Vascular endothelial activation probably contributes to the procoagulant phenotype in haematological malignancies. Indeed, some in vivo results suggest an endothelium activation in haematological malignancies. Increased levels of circulating P-selectin and VWF have been observed in patients’ blood compared to controls and would reflect this endothelial activation (75). A procoagulant activity of endothelial cells after daunorubicin, doxorubicin or epirubicin treatment has also been highlighted (76) and an increased release of procoagulant endothelial EVs was observed after daunorubicin treatment (77).
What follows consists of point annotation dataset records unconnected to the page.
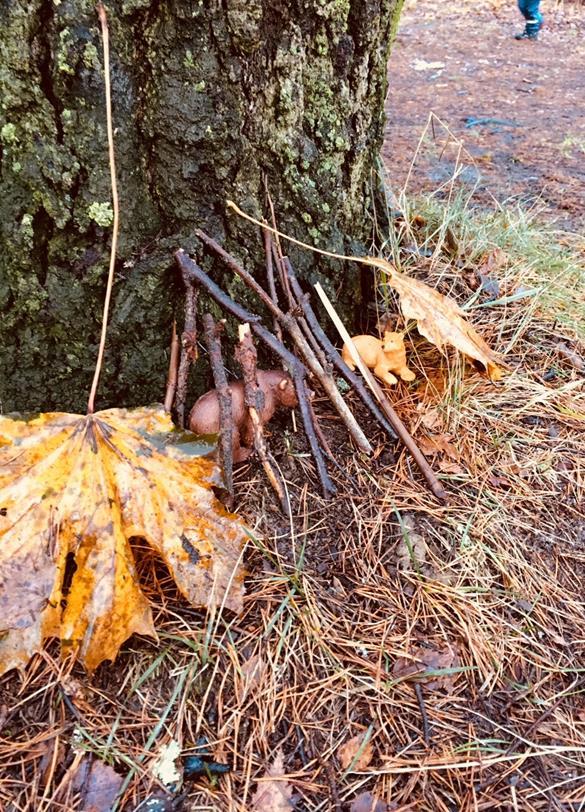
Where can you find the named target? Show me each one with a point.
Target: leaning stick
(172, 374)
(246, 357)
(397, 423)
(270, 278)
(224, 398)
(188, 347)
(287, 321)
(297, 371)
(332, 353)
In this context, EVs generated during tumourigenesis could contribute to this endothelium activation by the previously described mechanisms. This new insight into endothelial activation mechanism in cancer might be an interesting field of investigation for the discovery of new prophylactic treatments in haematological malignancies. EVs might represent a new prophylactic target. Indeed, thrombosis prophylaxis is still challenging due to an increased bleeding risk of oncohaematological patients that could suffer from thrombocytopenia for a prolonged time (59). The American Society of Clinical Oncology recommends the use of prophylaxis in cancer patients undergoing surgical procedures or hospitalization. For multiple myeloma patients, the use of low molecular weight heparin or low-dose aspirin is recommended for patients treated with antiangiogenesis agents combined with chemotherapy and/or dexamethasone (78). For ambulatory patients, the lack of validated markers to define high-risk patients of thrombotic events still hampers the use of anticoagulants in these patients (59). In this context, endothelial EVs might serve as biomarkers describing endothelial activation that would contribute to procoagulant phenotype. Soluble proteins produced by activated endothelial cells could also have the same purpose. Members of the selectin family such as E-selectin, specifically expressed by endothelial cells, or members of the integrin or adhesion molecules families represent potential new biomarkers (79).

Conclusion

To sum up, EVs have been shown to contribute to the procoagulant phenotype observed in cancer patients. On one hand, they bear TF and PS that directly promote thrombosis by acting on coagulation cascade. On the other hand, they can target and activate endothelial vascular cells becoming procoagulant in cancer. This new insight into the mechanism of procoagulant phenotype acquisition in cancer would be of particular interest for haematological malignancies. Indeed, the prophylaxis treatment to avoid thrombosis in oncohaematological patients remains challenging due to the increased risk of bleeding in these patients. Endothelial EVs might serve as biomarkers of vascular endothelial status and would help in identifying high-risk patients for thrombosis. EVs might also represent new targets for prophylactic treatment of haematological cancers by directly inhibiting their procoagulant phenotype or by interfering with their targeting of endothelial cells.